1800 gramów (2019)

Reż. Marcin Głowacki

Małgorzata Bazan, Maciej Dowgiel

Maciek: 1800 gramów Marcina Głowackiego to idealna propozycja na rodzinne wyjście do kina razem z dziećmi — może nie tymi najmłodszymi — ale z trzynasto-, czternastolatkami i starszymi. Film zapewne im się spodoba, utrzymany jest bowiem w znanej z telewizji konwencji produkcji obyczajowej z elementami komedii. Nastolatki chętnie wybiorą się do kina także ze względu na obsadę, w której znaleźli się m.in. Magdalena Różdżka, Danuta Stenka, Maciej Zakościelny, Roma Gąsiorowska, Piotr Głowacki, Wojciech Mecwaldowski. Występująca w filmie plejada gwiazd z pierwszych stron gazet sprawi, że będzie to wydarzenie kulturalne, na którym „modnie jest bywać”. Krótko mówiąc, zapowiada się kolejny komercyjny hit! Jednak tym razem będzie to przebój o dużym potencjale społecznym. Szkoda by było przegapić zatem okazję do porozmawiania z synami i córkami na różne tematy związane z miłością, ojcostwem, macierzyństwem, dziećmi, ciążą, adopcją i wszystkim tym, o czym, być może, nie dowiedzą się już w szkole.

Macierzyństwo, we wszystkich swoich wymiarach — tym radosnym i tym dramatycznym — zostało już mocno przez teksty kultury wyeksploatowane. Dlatego tym razem proponuję skupić się na ojcostwie. Przy czym do rozmów na ten temat zachęcam nie tylko rodziców chłopców, ale także i dziewczynek. A może nawet przede wszystkim dziewczynek, choćby z tego powodu, aby wiedziały, czym kierować się, wybierając właściwych mężczyzn na ojców swoich dzieci. Chłopakom też warto uświadomić, że koncepcja, iż prawdziwy facet musi spłodzić syna, zbudować dom i zasadzić drzewo, odchodzi powoli do lamusa. Spłodzenie bowiem sztuką wielką nie jest. Za to odnalezienie się w ojcostwie, wzięcie odpowiedzialności i wychowanie — już tak!

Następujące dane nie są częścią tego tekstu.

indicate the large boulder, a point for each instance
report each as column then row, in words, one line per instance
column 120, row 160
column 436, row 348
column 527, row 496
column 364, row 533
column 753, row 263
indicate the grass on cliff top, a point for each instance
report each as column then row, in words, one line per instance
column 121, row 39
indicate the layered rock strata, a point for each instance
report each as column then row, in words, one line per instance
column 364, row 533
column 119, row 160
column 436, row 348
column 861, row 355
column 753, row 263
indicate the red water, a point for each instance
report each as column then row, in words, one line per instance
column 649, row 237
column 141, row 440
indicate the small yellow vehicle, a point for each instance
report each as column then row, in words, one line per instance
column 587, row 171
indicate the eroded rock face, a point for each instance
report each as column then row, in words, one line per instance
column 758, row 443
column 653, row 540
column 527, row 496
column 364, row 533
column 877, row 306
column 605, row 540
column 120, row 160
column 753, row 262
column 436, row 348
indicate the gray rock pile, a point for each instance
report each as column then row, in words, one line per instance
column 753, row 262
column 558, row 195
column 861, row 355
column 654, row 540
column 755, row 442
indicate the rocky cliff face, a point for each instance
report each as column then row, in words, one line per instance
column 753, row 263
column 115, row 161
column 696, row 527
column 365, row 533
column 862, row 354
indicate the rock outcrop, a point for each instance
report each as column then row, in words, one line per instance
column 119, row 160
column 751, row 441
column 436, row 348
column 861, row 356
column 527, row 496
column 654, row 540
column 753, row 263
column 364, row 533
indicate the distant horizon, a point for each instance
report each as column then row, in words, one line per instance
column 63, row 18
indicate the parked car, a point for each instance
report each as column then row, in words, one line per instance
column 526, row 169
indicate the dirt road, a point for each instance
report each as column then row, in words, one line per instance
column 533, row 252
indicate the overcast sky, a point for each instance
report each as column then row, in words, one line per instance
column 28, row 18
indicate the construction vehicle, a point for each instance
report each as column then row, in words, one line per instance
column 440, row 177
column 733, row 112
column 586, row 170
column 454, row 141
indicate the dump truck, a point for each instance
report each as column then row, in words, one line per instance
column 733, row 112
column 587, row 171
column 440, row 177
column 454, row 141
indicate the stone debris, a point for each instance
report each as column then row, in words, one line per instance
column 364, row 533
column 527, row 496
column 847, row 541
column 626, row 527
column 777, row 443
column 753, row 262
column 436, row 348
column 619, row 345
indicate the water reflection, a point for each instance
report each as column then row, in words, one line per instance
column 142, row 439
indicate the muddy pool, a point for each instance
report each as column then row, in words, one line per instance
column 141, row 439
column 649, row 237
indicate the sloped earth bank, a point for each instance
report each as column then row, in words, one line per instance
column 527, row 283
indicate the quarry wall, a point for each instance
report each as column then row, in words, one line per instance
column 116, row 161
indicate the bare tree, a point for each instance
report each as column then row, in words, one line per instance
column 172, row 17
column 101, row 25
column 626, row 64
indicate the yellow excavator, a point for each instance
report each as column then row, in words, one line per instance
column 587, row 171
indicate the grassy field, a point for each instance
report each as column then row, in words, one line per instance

Dotychczas nie było przystępnego, atrakcyjnego polskiego filmu dostosowanego do możliwości młodszych nastolatków poruszającego problem ojcostwa. Sporo na ten temat powiedzieli w swych dziełach Marek Koterski i jego syn Michał (Adaś i Sylwuś Miauczyńscy) czy Maciej Ślesicki w melodramacie sądowym pt. Tato. W 1800 gramach ukazani są różni ojcowie — tchórzliwi, nieodpowiedzialni, wyrodni, zdradliwi i podli. Jest też jeden nawrócony i… kochający, choć niestandardowy. Przegląd filmowych ojców (także tych niedoszłych) nie jest być może zachwycający i budujący, jednak ma coś wspólnego z naszymi czasami. Mam tu na myśli niechęć do brania odpowiedzialności za własne czyny. Z czego to wynika? Być może ze strachu przed niepowodzeniem lub niesprostaniem trudnemu zadaniu. Z kulturowego schematu wychowawczego? Z niechęci do dojrzewania (przede wszystkim emocjonalnego), nawet gdy czas ku temu najwyższy. Ojcowie poddają się woli swych partnerek, bo gdyby nie one, pewnie czuliby się bezsilni. Ewentualnie przemocą wymuszają posłuszeństwo, gdyż nie stać ich na inne środki. To nie tata walczy w sądzie o prawo do opieki nad dzieckiem, ale robi to za niego partnerka. Facet w średnim wieku nie jest gotowy do adopcji, gdyż zajęty jest pracą i kolejnymi romansami. Mąż brutalnie zmusza żonę do pozbycia się nieswojego dziecka, nie mając przy tym odwagi na rozwód lub inne, pokojowe rozwiązanie sytuacji. Brat głównej bohaterki opuszcza swą rodzinę, gdyż nie radzi sobie z apodyktyczną żoną. W końcu główny bohater musi najpierw uciec od kobiety i dziecka, aby dopiero po pewnym czasie zrozumieć, powrócić i próbować naprawić swoje błędy. Jednak ten ostatni, gdy przychodzi co do czego, a rzecz dotyczy jego dziecka, stawia sprawę na ostrzu noża, posuwa się do szalonego działania i… płaci za to wysoką cenę. Tym samym o mało co nie doprowadza do kolejnej katastrofy, nieuniknionej, gdyby nie interwencja silnej kobiety-partnerki. Czyli męskość w pełnym kryzysie.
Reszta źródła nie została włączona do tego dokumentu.